マオマオくん生誕秘話

魔王真緒〔マオマオくん〕が生まれた、あの日……

 これは、マオマオくんが生まれた日のお話──。


 コチの世界の魔王城『マオーガ』で、その日──新たな命が生まれようとしていた。

 魔王ダゾの妻である、某島国から一年前に連れ去られてきた王女『ヤサ・シーナ』は、ベットの上で魔物の侍女たちに見守られ。

 第一子の出産を行っていた。

「んあぁぁ……あぁぁぁぁあっ……あぁぁぁ!」

  予定日よりも早い陣痛がはじまり、魔物の侍女に手を握られて励まされているシーナの顔に汗が浮かぶ。

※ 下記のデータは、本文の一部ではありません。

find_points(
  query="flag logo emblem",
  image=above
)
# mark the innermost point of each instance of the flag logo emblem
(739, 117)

 魔王ダゾは、少し遠方に急用があって出掛けていて、急いで城へもどってきている途中だった。

「んあぁぁ……はぁはぁあああっ!」


 寝室には、侍女たちの他にも執事の『荒船・ガーネット』がいて、クモ頭で心配そうに王女の出産を見守っている。

 一つ目侍女の一人が言った。

「卵の先端が見えてきました、もう少しですシーナさま頑張ってください! 卵の色は金色です、リキんでください」

「んあぁぁ……んんっ!」

 王女の体からスルッと黄金の卵が出てきて、膨らんでいた王女の下腹部が凹む。

 産卵が終わったシーナ王女の口から、安堵の吐息がもれる。


 湯気が立ち上っている卵が少し動いたのを見て、荒船・ガーネットが木槌を持って待機していた。侍女姿の第四の壁越え女神『ロヴン』に言った。

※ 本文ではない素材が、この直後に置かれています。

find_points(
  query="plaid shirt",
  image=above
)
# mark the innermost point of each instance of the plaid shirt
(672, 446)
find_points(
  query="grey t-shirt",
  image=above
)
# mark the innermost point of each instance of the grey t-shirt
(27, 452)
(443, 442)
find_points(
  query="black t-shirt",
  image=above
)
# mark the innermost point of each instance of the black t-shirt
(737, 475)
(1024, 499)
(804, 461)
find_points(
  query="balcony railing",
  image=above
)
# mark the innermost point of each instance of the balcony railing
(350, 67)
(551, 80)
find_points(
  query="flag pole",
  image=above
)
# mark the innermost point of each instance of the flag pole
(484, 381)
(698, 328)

「さあ、その手にした木製ハンマーで卵の殻を叩き割って、赤ちゃんに真の誕生の祝福を」

「怖いです……間違って殻だけじゃなくて、赤ちゃんの頭まで割ってしまったらと思ったら、手が震えます」

「大丈夫……自信を持ってハンマーを振り下ろしなさい」


 フラフラと異世界小旅行をしていて、旅費稼ぎのために、侍女のバイトをしていただけのロヴンは。

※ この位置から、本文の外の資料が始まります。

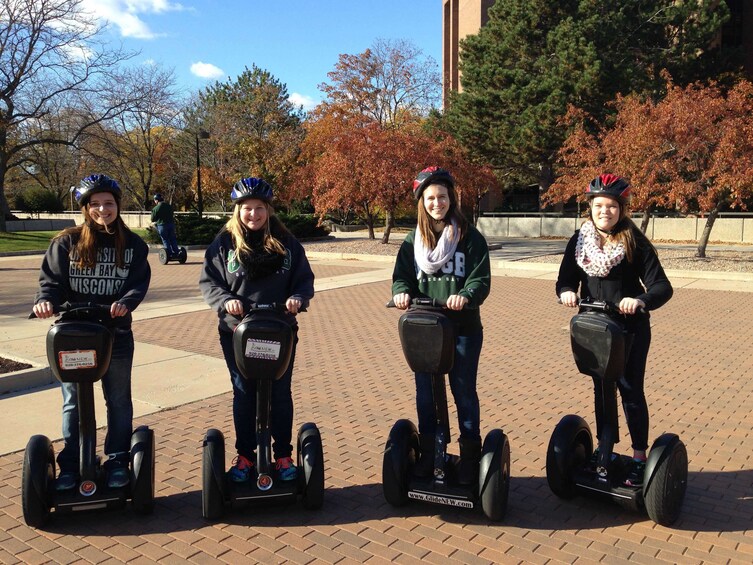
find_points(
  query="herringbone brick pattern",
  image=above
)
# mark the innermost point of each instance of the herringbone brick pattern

(まさか、こんな形で出産に立ち会うことになろうとは)

 と、思った。


 まだ温かい黄金の卵が、動かないように木枠で固定され。

 侍女ロヴンが、木製ハンマーを勢いよく振り下ろす。

 卵の表面に亀裂が走り、割れた卵の中から白身に包まれた男の赤ちゃんが産声をあげた。

 産湯で綺麗に体を洗われた男児は、温かい産衣に包まれて。

 母親のヤサ・シーナの枕元に寝かされ、対面をする。

 微笑むシーナ。

「はじめまして、あたしがママよ、これからよろしくね」


 我が子に挨拶を済ませたシーナは、寝具から上体を起こすと、床に下りて言った。

「体が軽くなったから産後の散歩に、中庭を歩いてるわね」

 卵で我が子を生んだ直後に散歩に行こうとする王女もスゴいが、その生まれた子はもっとスゴかった。


 パチッと両目を開けた生まれたばかりの子ともは。最初は小馬のような格好で立ち上がり。次に二本足で立ち上がると母親の後を追ってトコトコと歩き出した。

 カルガモのように、後をついてくる我が子に、シーナ王女は微笑み言った。

「あなたも、一緒にお散歩に行くの?」


 魔王城に帰ってきた魔王ダゾは、無事に我が子が生まれたコトを聞いて安堵の息をもらした。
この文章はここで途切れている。